Per gentile concessione dell’autore e dell’editore, pubblichiamo questo brano dal libro “Tre compari musicanti” (Grenelle editore) dell’antropologo Paolo Apolito, tra i massimi studiosi di fenomeni religiosi e rituali, delle feste e dei ritmi musicali della civiltà contadina. I personaggi del romanzo, accolto dalla critica e dai lettori con un diffuso consenso, sono i contadini di un mitico paese della Lucania, emblema di tutto il Sud, colti nelle profonde trasformazioni tra XVIII e XIX secolo.

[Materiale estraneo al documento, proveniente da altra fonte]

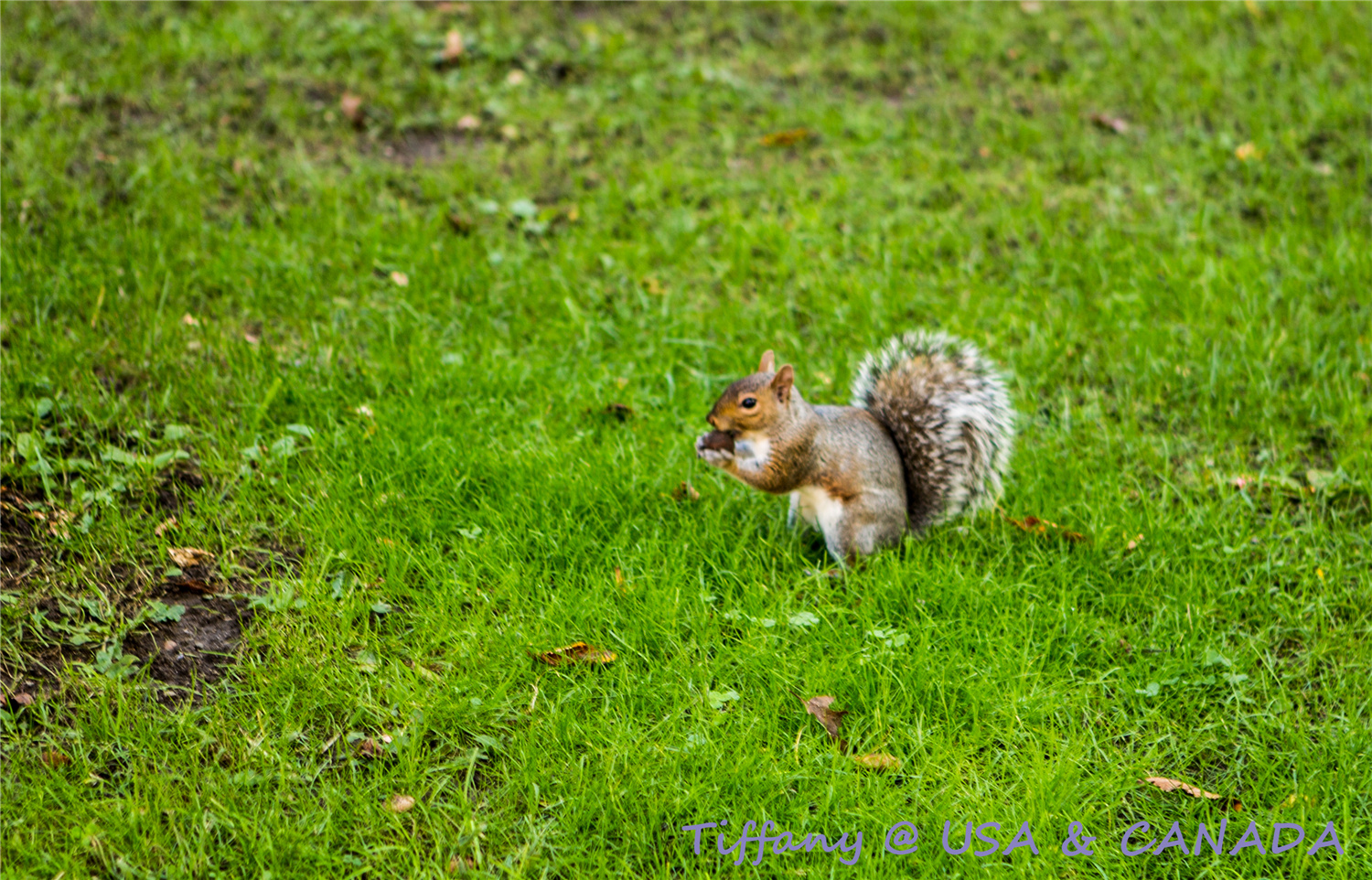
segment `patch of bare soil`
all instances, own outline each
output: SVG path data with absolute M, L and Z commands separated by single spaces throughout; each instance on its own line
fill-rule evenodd
M 166 512 L 185 509 L 204 486 L 199 471 L 184 463 L 167 472 L 154 502 Z M 236 552 L 233 561 L 248 572 L 244 578 L 225 579 L 213 563 L 187 566 L 180 575 L 163 578 L 152 574 L 166 568 L 163 559 L 117 560 L 89 568 L 80 555 L 48 534 L 41 508 L 14 487 L 0 487 L 0 589 L 18 596 L 19 607 L 25 608 L 21 616 L 11 618 L 16 623 L 16 644 L 0 656 L 0 697 L 7 703 L 23 703 L 40 693 L 59 695 L 63 669 L 69 663 L 92 663 L 108 644 L 108 638 L 81 645 L 64 637 L 58 641 L 29 618 L 37 612 L 59 627 L 95 619 L 89 610 L 55 597 L 56 585 L 67 579 L 64 570 L 81 567 L 81 579 L 95 581 L 122 622 L 133 619 L 152 600 L 184 608 L 177 619 L 134 626 L 119 645 L 134 658 L 133 670 L 145 671 L 156 699 L 165 704 L 203 699 L 206 688 L 222 680 L 235 662 L 243 630 L 252 618 L 248 597 L 266 589 L 270 575 L 299 570 L 299 552 L 281 546 Z M 12 612 L 7 610 L 7 618 Z M 108 632 L 126 627 L 121 621 L 106 623 Z
M 148 666 L 150 677 L 167 685 L 158 689 L 158 699 L 176 703 L 202 695 L 206 685 L 224 677 L 252 611 L 241 597 L 202 596 L 176 586 L 162 601 L 184 605 L 185 612 L 178 621 L 140 627 L 123 641 L 123 649 Z
M 464 132 L 414 130 L 375 147 L 365 147 L 364 151 L 377 152 L 390 162 L 412 167 L 451 161 L 480 144 L 480 137 Z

E poi Nunzio cuntava di Chichin’o Corto, il luparo che stava in montagna con Cicchilli. Aveva una cicatrice in faccia che andava dalla fronte alla bocca, passando sull’occhio, che era cieco ma saldato aperto dalla cicatrice. La ferita gliel’aveva fatta un lupo. Lui aveva imparato dal padre a fare il luparo; il padre era stato sbranato dai lupi e lui s’era messo a fare il suo mestiere. Stava sempre nei boschi, ci viveva, in Paese scendeva solo per le feste. Era basso che pareva un nano, con una barba lunga sembrava uno di quegli gnomi dei boschi, quelli che dicono che fanno andare i peli alle menne delle mamme delle creature appena nate se queste gli ridono appresso, ci bloccano il latte. Lo chiamavano ‘o Corto, ma era forte, era un animale dei boschi, un gatto selvatico, e teneva questa cicatrice in faccia che le donne incinte giravano la faccia se l’incontravano, per non rimanere fissate in quella figura, che poteva nascere il bambino con un merco in faccia. S’era fatto brigante Chichino, come tanti a quei tempi; lui era ragazzo e viveva con la mamma, e questa era “morta sotto un carico di legna”, scrissero sulla Carta di morte, mentre stava tornando dal bosco, povera donna, e allora Chichino era rimasto solo e se n’era andato per boschi vivendo dei lupi ammazzati. Poi l’avevano cercato i Briganti perché lui conosceva i boschi come nessuno. I Francesi l’ammazzarono quando lo presero insieme a Cicchilli. Gli tagliarono la testa e la misero su un palo in piazza, che i Francesi così facevano per mettere paura alla popolazione, tagliavano le teste e le facevano stare là giorni e giorni, dentro gabbiotti di ferro. Questa testa mozza di Chichino che teneva l’occhio aperto pareva fosse la Morte stessa che faceva l’occhiolino quando uno passava.
“Sì, che non si poteva passare più per la piazza – aggiungeva Paolina Serafina, la sorella di Nunzio monaca di casa – che quello ti guardava con quell’occhio aperto e cecato e ti diceva, vieni, vieni con me! Santa Sinforosa, dioneliberi!”, e insomma, questo Chichino si avvicinò al mulo di Nunzio, e disse: “Ma no, colonne’ – perché loro, i Briganti, a Giuseppantonio lo chiamavano colonnello, come era stato nominato da re Ferdinando – tu ci devi parlare in un altro modo a Nunzio, ci devi dire che ci tagli la gola a questo qua”. Tirò fuori il coltello e diede un colpo al collo del mulo, quasi non ci arrivava, lui era basso, glielo diede di piatto, ma il mulo lo sentì e scartò, e Nunzio lo sentì peggio di lui, che quel mulo era la sua vita.
Chichino rise, tutti risero. Tranne Cicchilli che s’arrabbiò, “Lascia stare a compare Nunzio!”.
Nunziò aveva sudato freddo, l’aveva sentito addosso come fosse in mezzo alla neve, sarebbe stato quasi meglio tagliasse la gola a lui, piuttosto che al mulo. A quei tempi campava grazie al mulo, che era stato la dote di Sabella: ci mangiava lui e la famiglia, non poteva bastargli quello che prendeva andando a sudare nelle terre degli altri.